A felicidade das coisas simples. Este disco limita deliberadamente o seu raio de acção. Não é um disco novo do brasileiro Marcelo Camelo, ou de Mallu Magalhães, ambos a viver em Lisboa, não é um disco do casal, muito menos de Fred (baterista dos Buraka, Orelha Negra, 5-30). Banda do Mar assume-se como uma descomplexada reunião de amigos, sem mais pretensões que recuperar a sonoridade yé-yé (a "jovem guarda" do Brasil de 60) e cantar as alegrias do amor quotidano sem complicações. Assumidamente, aqui não há surpresas, ou sequer a tentativa de fazer músia elaborada ou ambiciosa. Pelo contrário, a ideia é fazer dançar, ou simplesmente bambolear, cantarolar ou apenas sorrir de felicidade. Tendo em conta a carreira de Marcelo e Mallu facilmente se imagina a perfeição com que a ideia é concretizada.

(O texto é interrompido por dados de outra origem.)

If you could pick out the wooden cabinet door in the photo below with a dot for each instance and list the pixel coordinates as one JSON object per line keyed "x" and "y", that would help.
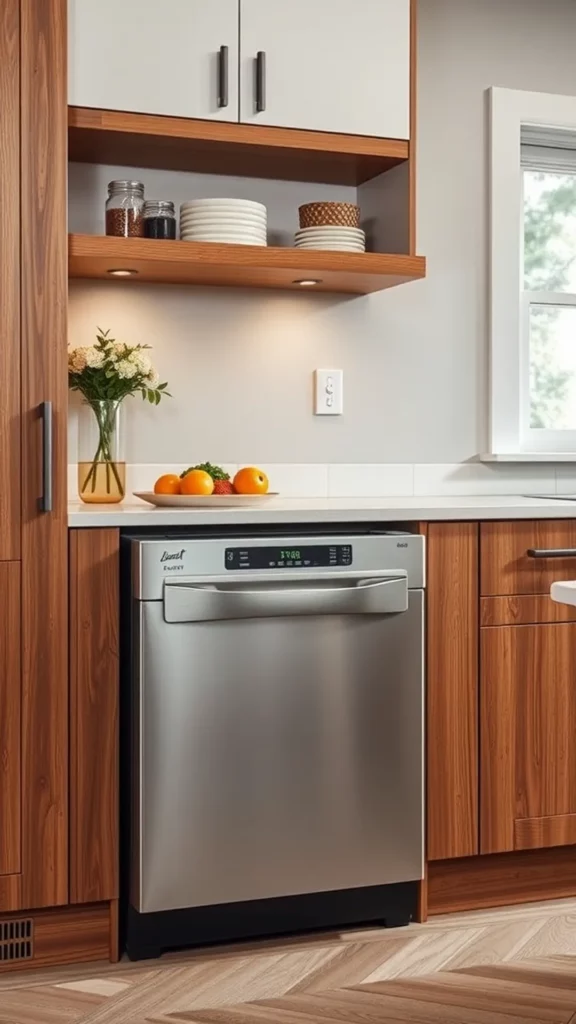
{"x": 10, "y": 718}
{"x": 155, "y": 56}
{"x": 526, "y": 556}
{"x": 338, "y": 66}
{"x": 44, "y": 379}
{"x": 528, "y": 730}
{"x": 9, "y": 281}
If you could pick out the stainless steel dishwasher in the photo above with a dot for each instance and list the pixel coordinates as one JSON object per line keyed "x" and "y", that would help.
{"x": 278, "y": 734}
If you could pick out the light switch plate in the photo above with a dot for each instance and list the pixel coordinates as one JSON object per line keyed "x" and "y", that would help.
{"x": 328, "y": 396}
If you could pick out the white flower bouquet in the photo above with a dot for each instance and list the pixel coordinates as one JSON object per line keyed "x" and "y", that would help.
{"x": 106, "y": 374}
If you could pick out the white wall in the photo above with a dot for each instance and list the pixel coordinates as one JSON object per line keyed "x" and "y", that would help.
{"x": 414, "y": 357}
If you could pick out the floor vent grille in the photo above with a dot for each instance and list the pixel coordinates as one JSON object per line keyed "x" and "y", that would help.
{"x": 16, "y": 940}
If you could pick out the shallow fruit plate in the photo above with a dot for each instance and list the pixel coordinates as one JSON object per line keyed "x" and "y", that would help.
{"x": 203, "y": 501}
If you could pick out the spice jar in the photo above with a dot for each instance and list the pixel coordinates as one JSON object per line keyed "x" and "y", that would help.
{"x": 124, "y": 209}
{"x": 160, "y": 219}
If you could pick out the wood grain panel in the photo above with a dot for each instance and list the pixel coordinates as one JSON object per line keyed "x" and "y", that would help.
{"x": 452, "y": 690}
{"x": 413, "y": 125}
{"x": 44, "y": 538}
{"x": 10, "y": 892}
{"x": 523, "y": 610}
{"x": 68, "y": 935}
{"x": 9, "y": 282}
{"x": 238, "y": 266}
{"x": 523, "y": 877}
{"x": 94, "y": 610}
{"x": 505, "y": 568}
{"x": 10, "y": 706}
{"x": 216, "y": 147}
{"x": 536, "y": 834}
{"x": 528, "y": 724}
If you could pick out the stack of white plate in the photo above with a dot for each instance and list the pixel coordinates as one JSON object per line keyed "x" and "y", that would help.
{"x": 234, "y": 220}
{"x": 334, "y": 237}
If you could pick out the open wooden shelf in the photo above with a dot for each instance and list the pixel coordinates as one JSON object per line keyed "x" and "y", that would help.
{"x": 238, "y": 266}
{"x": 218, "y": 147}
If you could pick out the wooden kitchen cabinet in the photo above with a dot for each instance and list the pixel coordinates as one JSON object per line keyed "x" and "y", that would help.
{"x": 10, "y": 719}
{"x": 528, "y": 725}
{"x": 9, "y": 281}
{"x": 155, "y": 56}
{"x": 337, "y": 66}
{"x": 507, "y": 567}
{"x": 44, "y": 519}
{"x": 452, "y": 690}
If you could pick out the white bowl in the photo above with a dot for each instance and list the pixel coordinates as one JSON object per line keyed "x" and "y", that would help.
{"x": 333, "y": 246}
{"x": 229, "y": 242}
{"x": 216, "y": 204}
{"x": 249, "y": 222}
{"x": 224, "y": 232}
{"x": 336, "y": 232}
{"x": 322, "y": 241}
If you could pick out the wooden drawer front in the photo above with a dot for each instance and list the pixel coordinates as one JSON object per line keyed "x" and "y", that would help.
{"x": 10, "y": 719}
{"x": 506, "y": 568}
{"x": 523, "y": 610}
{"x": 528, "y": 725}
{"x": 536, "y": 834}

Mas, obviamente, a falta de ambição do projecto reflecte-se no resultado final, não havendo aqui nada de extraordinário. A inspiração principal são os Beatles iniciais (a guitarra de "Cidade Nova", saída directamente de Hamburgo), mas "Faz Tempo" vai buscar quase tudo a "My Sweet Lord", de Harrison. "Dia Clarear" talvez seja o tema que mais se afasta do conceito global, assentando mais no material genético de Camelo. Já "Seja Como For" mostra-nos uma Mallu muito próximo do último "Pitanga", com as suas características inflexões vocais. A Banda anuncia, para já uma digressão brasileira, a que deverão seguir-se, já em 2015, apresentações em Portugal. E talvez com o andamento se perceba a verdadeira ambição deste aparente projecto paralelo.

Au Revoir Simone - Spectrum ***

O que seria do Verão sem os cocktails, essa forma tão civilizada de aventura? Este disco, feito para acompanhar cocktails e similares, é ele próprio um cocktail bem adequado ao Verão hesitante de 2014. Porque umas vezes o remix funciona, noutras ficamos com um certo amargo na boca. Nada que importe muito, o Verão acaba e tudo de esquece. O ponto de partida é Move In Spectrums, o quarto de originais do trio feminino de Brooklin. Um disco mais pop que os anteriores, assente na mesma fórmula de vozes, teclas e ritmos sintéticos. Retrabalhar esta matéria-prima é fácil, pela proximidade do código genético, mas, claro está, isso também coloca a fasquia bem mais alta. O trabalho de Kiwi para "Boiling Point", ou o funk de NZCA/Lines em "Somebody Who", o tema mais comercial do original, são apostas claramente ganhas. Noutros casos ("Crazy", de Jack Savidge), estamos perante a pura banalização para as pistas de dança.